CPD – Continuing Professional Dumbness
Jerry Tyrrell argues that there is a better way for all of us to keep up-to-date and learn new skills.
You all know I’m a fan of education and knowledge. I write this column every quarter and try to share everything I’ve learnt over 46 years in our industry. The industry wants us to keep learning too. Every year we spend hundreds of millions of dollars on continuing professional education (CPD).
Some of this money is well spent. But too often it is wasted. These are some of the reasons why:
- course content that does not help us
- information is poorly presented
- we have no way to easily access/apply the information we are given at the course
- our industry has no effective way to tell us about mistakes we are always making
- disinterest from us.
CPD is aimed at keeping us up-to-date with products and practices in our industry. But like most good intentions in our industry, it has not been carefully thought out.
Nor does it realise we all have different learning styles and most of us hate classrooms and people who use too many words and too few clear images. I am an architect, designer, builder and tradesman. So I’m going to be cheeky and speak for all of us.
After speaking to thousands of tradespeople and professionals, I reckon the things we all want advice on are:
- where to find best practice
- how to use the NCC… not just here about
- what Standard to use and how to get it quickly… at NO COST please
- what has gone wrong in the past year
- how to fix mistakes we never wanted to make.
The Australian Building Codes Board (ABCB) is working hard to get the NCC right. It is moving with us and starting to develop tools and resources that give us what we want. It is providing pictograms for the 10 Classes of Buildings, number of toilets in a large commercial building and the right terrain category for the postcode of our building.
Well, I may have lied about the latter. The ABCB is not doing this last one yet.
Most importantly though, the ABCB is working with Standards Australia to provide us with a single dictionary of building terms. Yippee! Architects, certifiers, contractors and tradespeople will finally use the same language.
We could get points automatically
The CPD we all want encompasses curiosity, constant relevant intel from Standards and the ABCB, as well as written summaries we can easily find and read. And CPD should include alerts about chronic failures and mistakes.
For instance, we should be rewarded when we read this magazine. We should be rewarded every time the HIA or MBA send out an alert about the stupidity of using composite flooring next to a pool, external doors with MDF cores, plasterboard when repairing a flood damaged basement, jambs embedded into tiles… but no. The associations are not doing this yet.

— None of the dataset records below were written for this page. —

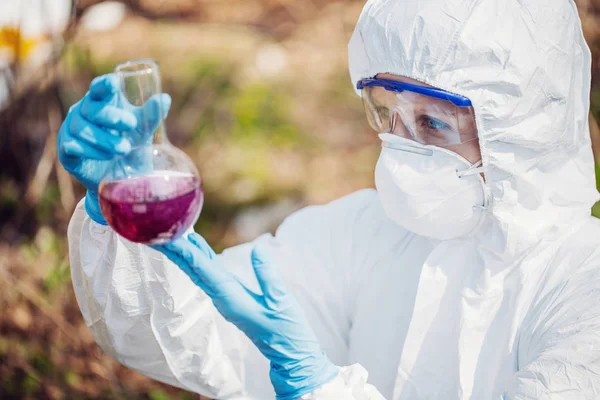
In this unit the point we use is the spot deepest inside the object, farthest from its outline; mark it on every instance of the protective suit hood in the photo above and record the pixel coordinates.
(529, 83)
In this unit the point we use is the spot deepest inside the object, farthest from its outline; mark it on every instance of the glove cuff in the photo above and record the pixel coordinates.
(293, 381)
(92, 207)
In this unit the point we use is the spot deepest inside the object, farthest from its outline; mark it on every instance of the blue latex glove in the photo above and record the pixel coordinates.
(91, 134)
(273, 321)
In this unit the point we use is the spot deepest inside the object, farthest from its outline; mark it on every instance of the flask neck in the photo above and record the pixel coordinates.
(160, 135)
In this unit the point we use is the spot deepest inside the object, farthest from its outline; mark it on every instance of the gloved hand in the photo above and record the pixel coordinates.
(273, 321)
(91, 134)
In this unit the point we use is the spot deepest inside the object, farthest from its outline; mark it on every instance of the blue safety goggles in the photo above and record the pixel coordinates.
(424, 114)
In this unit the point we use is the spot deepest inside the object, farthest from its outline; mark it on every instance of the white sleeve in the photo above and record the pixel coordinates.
(559, 344)
(350, 384)
(148, 315)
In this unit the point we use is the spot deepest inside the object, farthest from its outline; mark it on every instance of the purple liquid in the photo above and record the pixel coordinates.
(152, 209)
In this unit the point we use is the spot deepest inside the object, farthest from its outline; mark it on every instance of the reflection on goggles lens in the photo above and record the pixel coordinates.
(419, 117)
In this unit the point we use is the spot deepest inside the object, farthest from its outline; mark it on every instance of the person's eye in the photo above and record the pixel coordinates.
(433, 123)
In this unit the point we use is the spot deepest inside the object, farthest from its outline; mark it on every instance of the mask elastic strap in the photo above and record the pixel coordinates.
(472, 170)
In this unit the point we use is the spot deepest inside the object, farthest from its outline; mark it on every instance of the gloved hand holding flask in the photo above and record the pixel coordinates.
(150, 191)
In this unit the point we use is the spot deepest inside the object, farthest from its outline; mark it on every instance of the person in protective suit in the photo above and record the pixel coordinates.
(472, 272)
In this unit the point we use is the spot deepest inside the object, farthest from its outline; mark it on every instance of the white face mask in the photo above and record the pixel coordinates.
(429, 190)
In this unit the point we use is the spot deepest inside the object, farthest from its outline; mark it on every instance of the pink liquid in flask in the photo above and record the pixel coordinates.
(152, 209)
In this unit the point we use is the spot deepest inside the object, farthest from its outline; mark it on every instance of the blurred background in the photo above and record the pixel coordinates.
(262, 102)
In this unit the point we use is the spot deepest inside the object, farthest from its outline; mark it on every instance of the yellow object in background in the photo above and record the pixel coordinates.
(15, 47)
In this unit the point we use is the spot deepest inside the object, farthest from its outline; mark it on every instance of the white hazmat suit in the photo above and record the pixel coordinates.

We should be rewarded every time we check the correct way to waterproof a weather exposed sliding door. This could easily be set up with the new smart detail Standards Australia is developing.
AI (artificial intelligence)
If we get CPD points for using the right resource, I think we should use AI to record and tell our associations. The industry could easily set this up.
It could be supported by every association, institute, licensing authority, state and federal government. If you read it, research it, download, transmit it, check with your network of experts, review an approved source on your tablet or smart phone, this should be recognised and count towards your CPD.
When you meet the architect, waterproofer and tiler on site to nut out a complex sunken bath with fountain and koi pond on the other side of the wall, you should record this and get CPD points.
We’re all privy to the notion of frequent flyer points accumulating every time you fly. Why can’t our CPD Points accumulate every time we are smart?
The CPD we all need
The following is the ‘blend’ of what we should have. It should all be on our tablets or smart phones. Download is proof that we have complied. And all contractors should know that if anything goes wrong, their work and decisions will be assessed against these rules and resources. This information must be properly prepared though. It needs to be summarised, illustrated and displayed in point form. Complex processes should be supported by a video.
This is a chance for organisations and the government to coordinate and fractionalise the cost of these resources. Most importantly, they can implement an enduring system that we will use. This solution is cheaper, recoverable, relevant and no nonsense.
Sadly, most CPD in industry is falling on ‘deaf ears’. Accumulation of CPD points should be valued. All of us should look at our points ‘calculator’ and remember what we learnt and see long term benefits in the reduction in mistakes, complaint and post completion stress.
NCC is now free. Standards will soon be smarter and easier to access. Associations will become irrelevant unless they provide real benefit that helps us build better. Governments need to invest in ideas that support us. They need to be proactive, rather than reactive too. I’d say 90% of the cases I’ve been involved in were easily preventable via better knowledge/CPD.
Finally, I learnt so much about building from the many craftspeople I have laboured for, worked with or collaborated with on complex details. They are marvellous sources of CPD. You can be too.